Network Issue, brainstorm with me please!

Hello

I have a network issue, quite tricky at least, and I’d like all suggestions to get to the bottom of it.

My asterisk is a 1.6.1.20 - clients connect to it from the internet using a FQDN (sip.x.tld) and I connect and register to some voip providers.

My asterisk has two nics, natted. eth0=192.168.1.1, and eth1=192.168.0.2. It always uses eth0, and everything is smooth.

However, occasionnally, eth0 provider goes down, and I manually switch to eth1 :

  • I change via ip route the default gateway,
  • edit sip.conf to change localnet, externip
  • change the DNS record that points from public ip of eth0 to public ip of eth1
  • restart asterisk

And, very quickly (low ttl in the dns), everybody starts using my backup link.

so far, so good.

but a few clients, and most of the voip providers I register to, are either unreachable or unstable (they lag or not answer).

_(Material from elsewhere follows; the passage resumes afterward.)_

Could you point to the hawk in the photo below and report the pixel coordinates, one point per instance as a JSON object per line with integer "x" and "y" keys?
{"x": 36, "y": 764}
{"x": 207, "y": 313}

A ngrep on any interfaces show that the packets are correctly sent, they look ok to me (no wrong external IP there), they are on the right interface, yet, no reply (packets are being resent by asterisk with the same CSEQ number).

I can ping / traceroute the IPs of these providers, no issues.

So, why would most of my clients get routed correctly, while large voip provider that do not filter on IP (siptraffic, etc…) get lots in space ???

Any thoughts will be welcomed !!!

J